I reminded Bernie that she shouldn’t be harsh on herself for having cursed God that morning. Then I sweetly reminded her that she was wise to check her blame-game right away. After she told me this: “It was dawn. I was dragging the trash can to the road just as the snow was starting to fall and said to myself, ‘Don’t allow anger to ruin your day!’”

Then she went to wake up her four grandchildren so they could start Zoom school. This was her four kids, ages 8 to 18, that their mother left behind for Bernie to raise alone after her daughter tragically got killed in an automobile crash some years before the pandemic.

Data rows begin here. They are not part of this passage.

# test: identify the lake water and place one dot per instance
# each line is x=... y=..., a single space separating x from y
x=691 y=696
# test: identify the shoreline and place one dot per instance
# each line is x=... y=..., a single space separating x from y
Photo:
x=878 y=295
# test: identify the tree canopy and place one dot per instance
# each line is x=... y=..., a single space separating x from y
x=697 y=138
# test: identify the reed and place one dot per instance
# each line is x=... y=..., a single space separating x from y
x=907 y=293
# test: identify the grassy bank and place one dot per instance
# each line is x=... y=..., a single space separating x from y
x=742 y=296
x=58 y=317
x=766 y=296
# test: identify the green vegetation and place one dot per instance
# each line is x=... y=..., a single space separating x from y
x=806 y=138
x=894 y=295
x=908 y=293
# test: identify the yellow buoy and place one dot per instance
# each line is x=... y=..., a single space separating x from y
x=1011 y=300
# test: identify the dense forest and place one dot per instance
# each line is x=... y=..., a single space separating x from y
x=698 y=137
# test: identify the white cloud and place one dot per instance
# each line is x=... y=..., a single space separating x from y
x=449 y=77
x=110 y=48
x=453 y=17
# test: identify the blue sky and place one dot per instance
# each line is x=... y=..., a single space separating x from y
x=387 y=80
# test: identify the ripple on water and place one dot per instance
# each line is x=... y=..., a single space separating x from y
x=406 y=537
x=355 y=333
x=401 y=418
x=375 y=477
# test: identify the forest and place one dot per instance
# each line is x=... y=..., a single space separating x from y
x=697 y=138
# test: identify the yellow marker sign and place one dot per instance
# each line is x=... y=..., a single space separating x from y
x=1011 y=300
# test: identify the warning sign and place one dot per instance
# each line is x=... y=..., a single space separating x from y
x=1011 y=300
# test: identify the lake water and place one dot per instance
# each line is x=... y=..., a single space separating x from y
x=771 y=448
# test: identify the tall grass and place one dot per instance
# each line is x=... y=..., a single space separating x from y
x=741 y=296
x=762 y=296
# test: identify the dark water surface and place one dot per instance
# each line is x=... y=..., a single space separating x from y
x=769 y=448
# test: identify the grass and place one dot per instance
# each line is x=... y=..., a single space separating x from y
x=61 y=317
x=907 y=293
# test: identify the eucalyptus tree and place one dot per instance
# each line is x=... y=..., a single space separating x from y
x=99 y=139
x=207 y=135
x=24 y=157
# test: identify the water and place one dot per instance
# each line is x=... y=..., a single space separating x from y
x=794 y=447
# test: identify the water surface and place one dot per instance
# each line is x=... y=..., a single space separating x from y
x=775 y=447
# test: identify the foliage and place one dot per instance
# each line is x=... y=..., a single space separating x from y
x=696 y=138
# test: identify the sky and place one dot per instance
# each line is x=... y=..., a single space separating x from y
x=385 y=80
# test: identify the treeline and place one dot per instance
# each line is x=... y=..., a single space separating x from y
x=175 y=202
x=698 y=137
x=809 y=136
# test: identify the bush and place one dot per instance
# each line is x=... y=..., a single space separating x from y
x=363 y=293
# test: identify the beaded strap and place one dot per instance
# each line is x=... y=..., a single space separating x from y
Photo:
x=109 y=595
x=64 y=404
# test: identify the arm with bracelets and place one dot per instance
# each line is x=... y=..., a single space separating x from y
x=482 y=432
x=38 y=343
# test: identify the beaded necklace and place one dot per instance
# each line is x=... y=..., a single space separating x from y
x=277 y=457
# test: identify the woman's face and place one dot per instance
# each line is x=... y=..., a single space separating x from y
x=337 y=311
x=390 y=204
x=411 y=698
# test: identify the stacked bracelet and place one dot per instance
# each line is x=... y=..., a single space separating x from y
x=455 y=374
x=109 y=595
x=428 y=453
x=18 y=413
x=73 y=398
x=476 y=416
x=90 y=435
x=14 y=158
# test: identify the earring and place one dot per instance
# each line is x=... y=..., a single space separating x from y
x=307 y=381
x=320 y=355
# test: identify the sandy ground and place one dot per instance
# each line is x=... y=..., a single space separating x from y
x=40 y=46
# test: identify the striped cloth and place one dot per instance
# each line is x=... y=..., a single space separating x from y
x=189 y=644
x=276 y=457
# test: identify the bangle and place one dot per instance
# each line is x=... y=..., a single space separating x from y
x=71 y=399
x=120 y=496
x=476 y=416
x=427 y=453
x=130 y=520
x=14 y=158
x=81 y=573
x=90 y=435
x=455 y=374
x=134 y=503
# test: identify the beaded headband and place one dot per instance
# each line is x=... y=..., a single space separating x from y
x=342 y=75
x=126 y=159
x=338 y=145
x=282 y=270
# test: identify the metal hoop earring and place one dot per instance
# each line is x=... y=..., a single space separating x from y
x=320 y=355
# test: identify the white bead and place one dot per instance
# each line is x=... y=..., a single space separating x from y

By the end of our conversation just now, Bernie and I were laughing, our tears dried. Together, we told each other how special we felt to have each other as a friend. How blessed that cell phones and computers are available at this time, in this era. Without the internet, a “good” thing, her kids could not continue schooling via Zoom, this new technology on the Res, a direct result of the coronavirus, the “bad” thing that was striking the entire world. (On the Acoma Res, there were very few computers or WiFi in people’s individual homes, which suddenly changed last March when the pandemic and strict lockdown began.)

Remember, and Choose

We reminded each other how each time something horrible happens, we have the opportunity to remember something wonderful that’s happening, somewhere. That’s our choice. To remember, and then to choose. For each so-called “bad” thing that happens, there is an equal and opposite “good” thing, also. It’s simply a matter of each of us remembering, and choosing to focus on that goodness, that Light, of wonder, of hope and beauty that surrounds us. If we but choose to “see” and “feel” it.

The sky above that gently lets its snowflakes fall upon the quiet earth, out there in Sky City, New Mexico. The regular heartbeat rhythm of the Atlantic’s drumming on our sandy shores, here in St. Augustine, Florida.

We get to choose our own happiness, or our own misery, each moment of our lives.